Another type of optical sensor is called the Live Fluid Analyzer (“LFA”), which is a Trademark of Schlumberger Corporation, the assignee of the present invention. The LFA is different from the OFA because the LFA includes a methane channel at the wavelength of a “methane peak”. Both the LFA and OFA have an oil channel at the wavelength of an “oil peak.” A “methane peak” is a molecular vibration absorption peak of methane, whose wavelength corresponds to the resonance of the CH bond in a methane molecule. One methane molecular vibration absorption peak occurs at a wavelength of about 1,670 nm. The molecular vibration absorption occurs independently of the color of the fluid and independently of whether the methane is in the gas phase or dissolved in the formation fluid. Similarly, an “oil peak” is a molecular vibration absorption peak of oil, whose wavelength corresponds to the resonance of the combination of CH2 and CH3 groups in an oil molecule. The oil peak typically is at a wavelength of about 1,720 nm.
Typically, OBM filtrate contains negligible amounts of methane, so the OD at the methane peak will increase as the fluid sample is withdrawn from the formation. The OD of the methane peak will asymptotically approach the OD at the methane peak of the formation fluid. The percent contamination of the fluid sample may be determined by monitoring the OD in the methane channel and comparing it to the asymptotic value.
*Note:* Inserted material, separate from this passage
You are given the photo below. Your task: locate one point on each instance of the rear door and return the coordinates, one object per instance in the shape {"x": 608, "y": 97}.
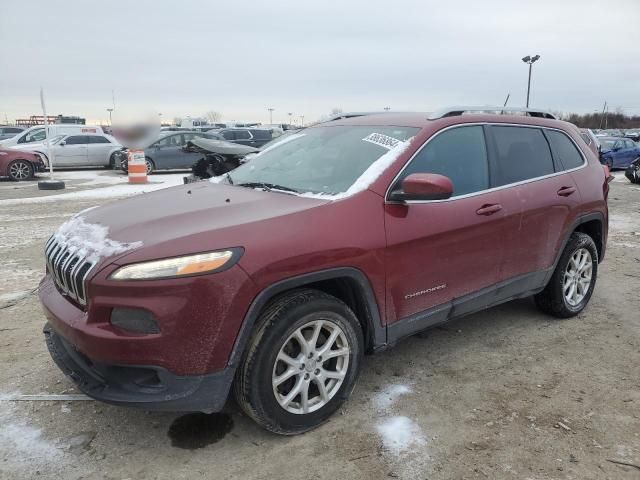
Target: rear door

Another formation fluid property that may be calculated using a methane channel is the gas oil ratio (“GOR”). The GOR is the ratio of the volume of hydrocarbons in the gaseous phase in the native formation fluids over the volume of liquid hydrocarbons at standard conditions. The GOR is important in the design of the upstream and downstream production facilities. For example, if the GOR is high, the surface facilities must be designed to handle a large amount of gas from the well. One method for calculating the GOR is disclosed in U.S. Pat. No. 6,476,384 to Mullins, et al., incorporated by reference in its entirety, which is assigned to Schlumberger Technology Corporation, the assignee of the present invention.
Another type of optical sensor is called the Condensate and Gas Analyzer (“CGA”), which is a Trademark of Schlumberger Corporation, the assignee of the present invention. A CGA uses optical channels at specific frequencies to get a better estimate of the spectrum of gases and liquids present in a fluid sample. For example, a typical CGA has a channel that corresponds to the resonance peak for molecular vibration absorption in carbon dioxide. A typical CGA is able to determine mass concentrations of methane, non-methane gaseous hydrocarbons, carbon dioxide, and liquid hydrocarbons.
While these analyzers provide convenient methods for monitoring various components in formation fluids and, hence, the extent of the mud filtrate contamination in the formation fluids, they may still be affected by the color of the fluid sample, the amount of water present in the fluid sample, and any particles in the fluid sample that scatter the incident light used to measure the OD. It is desirable to have methods that remove the effects of color, water, and scattering.